Dans un environnement dominé par les arbres et parsemé de lacs temporaires, les crocodiles mékosuchines ont développé des stratégies de survie remarquables. Les plus jeunes individus, mesurant jusqu’à 1,5 mètre, trouvaient refuge dans les hauteurs de la canopée où ils échappaient aux prédateurs terrestres. Cette taille correspond d’ailleurs à celle des plus grands varans australiens actuels, qui adoptent un comportement similaire.
Source: DRUne biodiversité exceptionnelle
Mais ne vous y trompez pas : ces petits grimpeurs n’étaient pas les seuls dangers de la forêt. Certains crocodiles mékosuchines atteignaient six mètres de long et chassaient au sol. Ils partageaient leur territoire avec des serpents géants, des varans venimeux et des marsupiaux carnivores.
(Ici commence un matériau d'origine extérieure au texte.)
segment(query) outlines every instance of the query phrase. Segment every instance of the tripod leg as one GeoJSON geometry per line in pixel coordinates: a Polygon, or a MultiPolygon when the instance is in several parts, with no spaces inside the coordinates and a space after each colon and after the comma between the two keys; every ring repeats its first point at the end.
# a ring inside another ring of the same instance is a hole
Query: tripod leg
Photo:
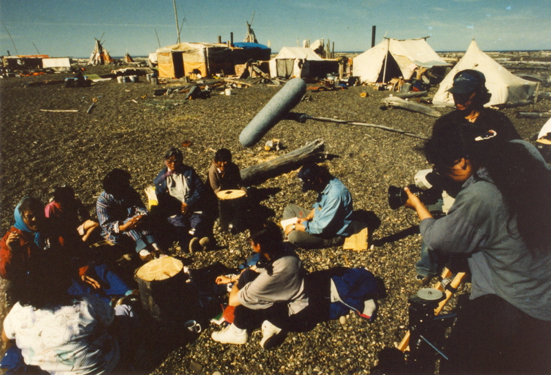
{"type": "MultiPolygon", "coordinates": [[[[440,275],[440,278],[444,280],[444,278],[450,277],[452,274],[453,274],[452,272],[450,271],[447,267],[445,267],[442,270],[441,274],[440,275]]],[[[450,284],[451,287],[453,288],[457,288],[461,283],[461,281],[463,281],[463,278],[465,277],[465,275],[466,275],[465,272],[458,273],[453,278],[453,281],[450,284]]],[[[441,310],[450,300],[452,295],[453,294],[453,292],[452,292],[450,290],[445,290],[440,281],[438,281],[436,284],[435,284],[434,288],[437,289],[438,290],[440,290],[441,292],[444,292],[446,294],[446,298],[440,302],[440,303],[438,305],[438,307],[435,309],[435,315],[438,315],[440,313],[440,311],[441,311],[441,310]]],[[[409,331],[406,332],[406,334],[404,336],[404,338],[402,338],[400,343],[398,344],[397,348],[399,350],[402,350],[402,352],[406,352],[407,350],[409,350],[410,335],[410,334],[409,331]]]]}

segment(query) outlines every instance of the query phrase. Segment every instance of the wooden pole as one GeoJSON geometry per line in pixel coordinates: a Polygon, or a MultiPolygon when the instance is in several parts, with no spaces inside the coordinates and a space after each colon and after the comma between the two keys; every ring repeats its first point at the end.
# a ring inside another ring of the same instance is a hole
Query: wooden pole
{"type": "Polygon", "coordinates": [[[296,169],[307,161],[322,156],[321,152],[323,148],[323,139],[316,139],[284,155],[242,170],[243,184],[251,186],[261,183],[268,179],[296,169]]]}
{"type": "Polygon", "coordinates": [[[384,70],[383,70],[383,83],[386,82],[386,61],[388,59],[388,54],[391,50],[391,39],[388,38],[388,45],[386,48],[386,54],[384,55],[384,70]]]}
{"type": "Polygon", "coordinates": [[[157,34],[157,29],[153,29],[155,30],[155,35],[157,36],[157,43],[159,43],[159,48],[160,48],[160,41],[159,41],[159,35],[157,34]]]}
{"type": "Polygon", "coordinates": [[[375,47],[375,32],[377,26],[371,26],[371,48],[375,47]]]}
{"type": "Polygon", "coordinates": [[[178,32],[178,43],[180,43],[180,23],[178,22],[178,11],[176,10],[176,0],[172,0],[174,3],[174,17],[176,19],[176,32],[178,32]]]}

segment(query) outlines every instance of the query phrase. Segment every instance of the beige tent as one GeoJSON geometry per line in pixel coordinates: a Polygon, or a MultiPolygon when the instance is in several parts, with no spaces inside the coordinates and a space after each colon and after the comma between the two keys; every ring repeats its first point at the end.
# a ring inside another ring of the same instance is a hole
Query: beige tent
{"type": "Polygon", "coordinates": [[[233,70],[231,51],[225,44],[180,43],[156,51],[159,77],[180,78],[194,70],[202,77],[233,70]]]}
{"type": "Polygon", "coordinates": [[[362,82],[388,82],[398,77],[409,79],[417,67],[430,68],[450,65],[425,39],[384,38],[377,45],[352,59],[353,74],[362,82]]]}
{"type": "Polygon", "coordinates": [[[433,103],[437,105],[453,105],[453,97],[448,90],[453,84],[453,77],[458,72],[474,69],[484,73],[486,88],[492,94],[486,106],[514,103],[532,97],[537,83],[515,76],[479,49],[473,40],[465,55],[440,83],[433,103]]]}

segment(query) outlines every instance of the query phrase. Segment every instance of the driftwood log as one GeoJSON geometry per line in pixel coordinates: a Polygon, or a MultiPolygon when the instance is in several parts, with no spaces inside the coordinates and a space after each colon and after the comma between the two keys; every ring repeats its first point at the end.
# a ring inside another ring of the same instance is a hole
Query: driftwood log
{"type": "Polygon", "coordinates": [[[296,169],[307,161],[320,160],[324,157],[323,149],[323,139],[316,139],[284,155],[245,168],[241,170],[243,184],[251,186],[262,183],[268,179],[296,169]]]}
{"type": "Polygon", "coordinates": [[[547,91],[541,91],[539,93],[539,98],[551,100],[551,92],[547,91]]]}
{"type": "Polygon", "coordinates": [[[530,105],[530,104],[534,104],[534,101],[532,99],[508,101],[503,104],[496,104],[495,106],[499,108],[514,108],[514,107],[522,107],[523,105],[530,105]]]}
{"type": "Polygon", "coordinates": [[[389,108],[397,107],[399,108],[404,108],[404,110],[416,112],[432,117],[439,117],[441,116],[441,114],[436,110],[433,110],[433,108],[418,103],[408,101],[396,97],[388,97],[388,98],[384,98],[381,101],[389,108]]]}
{"type": "Polygon", "coordinates": [[[336,119],[329,119],[329,117],[314,117],[313,116],[309,116],[305,113],[290,112],[285,115],[284,119],[293,120],[300,123],[305,123],[306,120],[315,120],[316,121],[321,121],[324,123],[344,123],[346,125],[353,125],[355,126],[365,126],[366,128],[375,128],[375,129],[381,129],[382,130],[386,130],[387,132],[391,132],[393,133],[398,133],[402,135],[411,136],[413,138],[418,138],[419,139],[424,139],[424,140],[428,139],[428,137],[422,135],[416,134],[415,133],[412,133],[411,132],[407,132],[406,130],[402,130],[401,129],[389,128],[384,125],[377,125],[376,123],[361,123],[357,121],[349,121],[346,120],[337,120],[336,119]]]}
{"type": "Polygon", "coordinates": [[[548,119],[551,117],[551,112],[519,112],[517,119],[548,119]]]}
{"type": "Polygon", "coordinates": [[[424,97],[425,95],[426,95],[426,91],[412,91],[411,92],[405,92],[404,94],[393,94],[393,97],[402,98],[403,99],[408,98],[419,98],[421,97],[424,97]]]}

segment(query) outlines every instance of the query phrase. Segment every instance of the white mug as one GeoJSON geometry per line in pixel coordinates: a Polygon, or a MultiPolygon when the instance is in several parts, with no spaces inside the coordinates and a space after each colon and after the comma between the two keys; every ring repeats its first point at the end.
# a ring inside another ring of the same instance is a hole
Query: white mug
{"type": "Polygon", "coordinates": [[[184,327],[196,334],[198,334],[201,332],[201,326],[196,321],[187,321],[184,323],[184,327]]]}

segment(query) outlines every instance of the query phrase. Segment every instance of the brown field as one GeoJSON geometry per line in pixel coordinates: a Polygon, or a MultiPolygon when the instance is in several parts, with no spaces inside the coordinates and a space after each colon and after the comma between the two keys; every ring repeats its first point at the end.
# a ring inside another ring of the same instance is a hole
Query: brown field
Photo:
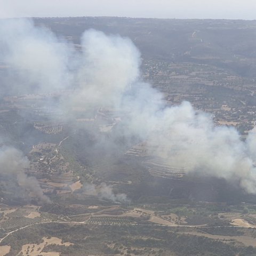
{"type": "Polygon", "coordinates": [[[83,187],[83,185],[81,183],[79,180],[76,181],[76,182],[73,183],[71,185],[69,185],[72,192],[81,188],[83,187]]]}
{"type": "MultiPolygon", "coordinates": [[[[204,236],[205,237],[208,237],[209,238],[212,239],[216,239],[219,240],[236,240],[237,242],[240,242],[243,243],[245,246],[249,246],[251,245],[252,246],[255,247],[256,246],[256,238],[254,238],[250,236],[220,236],[218,235],[211,235],[210,234],[206,234],[205,233],[200,233],[199,232],[182,232],[180,234],[187,234],[189,235],[193,235],[198,236],[204,236]]],[[[228,242],[229,241],[226,241],[228,242]]]]}
{"type": "Polygon", "coordinates": [[[0,246],[0,256],[4,256],[9,253],[11,250],[11,246],[9,245],[3,245],[0,246]]]}
{"type": "Polygon", "coordinates": [[[62,241],[57,237],[51,237],[47,238],[43,237],[43,242],[39,244],[27,244],[22,245],[21,251],[19,254],[21,255],[29,255],[29,256],[37,256],[39,254],[44,256],[59,256],[60,253],[57,252],[42,252],[44,247],[51,244],[56,244],[57,245],[63,245],[69,246],[73,244],[71,243],[63,243],[62,241]]]}
{"type": "Polygon", "coordinates": [[[26,218],[29,219],[35,219],[36,217],[39,217],[41,214],[37,212],[30,212],[29,214],[27,216],[25,216],[26,218]]]}

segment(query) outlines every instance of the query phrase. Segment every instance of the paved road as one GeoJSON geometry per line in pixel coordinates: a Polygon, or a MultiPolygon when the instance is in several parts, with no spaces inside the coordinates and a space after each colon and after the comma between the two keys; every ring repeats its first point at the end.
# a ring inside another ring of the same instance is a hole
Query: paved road
{"type": "Polygon", "coordinates": [[[138,223],[124,223],[124,224],[120,224],[120,223],[97,223],[97,222],[88,222],[87,221],[49,221],[47,222],[38,222],[38,223],[34,223],[33,224],[29,224],[29,225],[25,226],[24,227],[22,227],[21,228],[18,228],[14,230],[11,231],[7,234],[7,235],[3,237],[2,238],[0,239],[0,244],[3,242],[3,241],[7,237],[10,236],[10,235],[17,232],[17,231],[20,230],[21,229],[23,229],[28,227],[30,227],[31,226],[34,225],[39,225],[41,224],[49,224],[49,223],[65,223],[65,224],[68,224],[68,223],[76,223],[76,224],[86,224],[86,225],[102,225],[102,226],[161,226],[161,227],[189,227],[189,228],[227,228],[227,227],[236,227],[236,228],[253,228],[256,229],[255,227],[243,227],[243,226],[234,226],[234,225],[230,225],[230,226],[216,226],[213,227],[209,227],[209,226],[196,226],[196,225],[190,225],[190,226],[168,226],[165,225],[163,224],[140,224],[138,223]]]}

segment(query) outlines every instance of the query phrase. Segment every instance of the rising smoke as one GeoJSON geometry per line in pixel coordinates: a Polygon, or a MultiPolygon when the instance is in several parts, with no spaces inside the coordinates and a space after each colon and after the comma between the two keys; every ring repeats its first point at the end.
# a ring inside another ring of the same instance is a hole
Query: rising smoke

L’Australie de cette époque possédait une biodiversité trois fois supérieure à celle d’aujourd’hui, rivalisant avec l’Amazonie et Bornéo actuelles.
Face à cette concurrence féroce, les mékosuchines ont développé une spécialisation alimentaire poussée. La diversité remarquable de leurs formes crâniales suggère même qu’ils évitaient la compétition entre membres de leur propre famille, chaque espèce occupant une niche écologique distincte.
La chute d’un empire
Ces crocodiles ont prospéré pendant des dizaines de millions d’années, colonisant même les îles du Pacifique Sud comme les Fidji grâce à leurs exceptionnelles capacités de nage. Pourtant, leur règne a pris fin il y a environ 24 000 ans, durant la dernière période glaciaire. Leur déclin, amorcé bien avant, coïncide avec l’arrivée de crocodiles et de lézards modernes venus d’Asie, qui les ont progressivement chassés de leurs niches écologiques.
Le professeur Archer souligne que cette recherche va au-delà de la simple nostalgie d’un monde disparu. Tous les groupes de mammifères australiens actuels trouvent leurs ancêtres dans ces forêts tropicales, prouvant que même les espèces adaptées à l’aridité sont nées dans l’humidité. Un espoir, peut-être, que la biodiversité du continent puisse se reconstituer si les derniers vestiges de forêt tropicale sont préservés.
L’étude est publiée dans le Journal of Vertebrate Paleontology.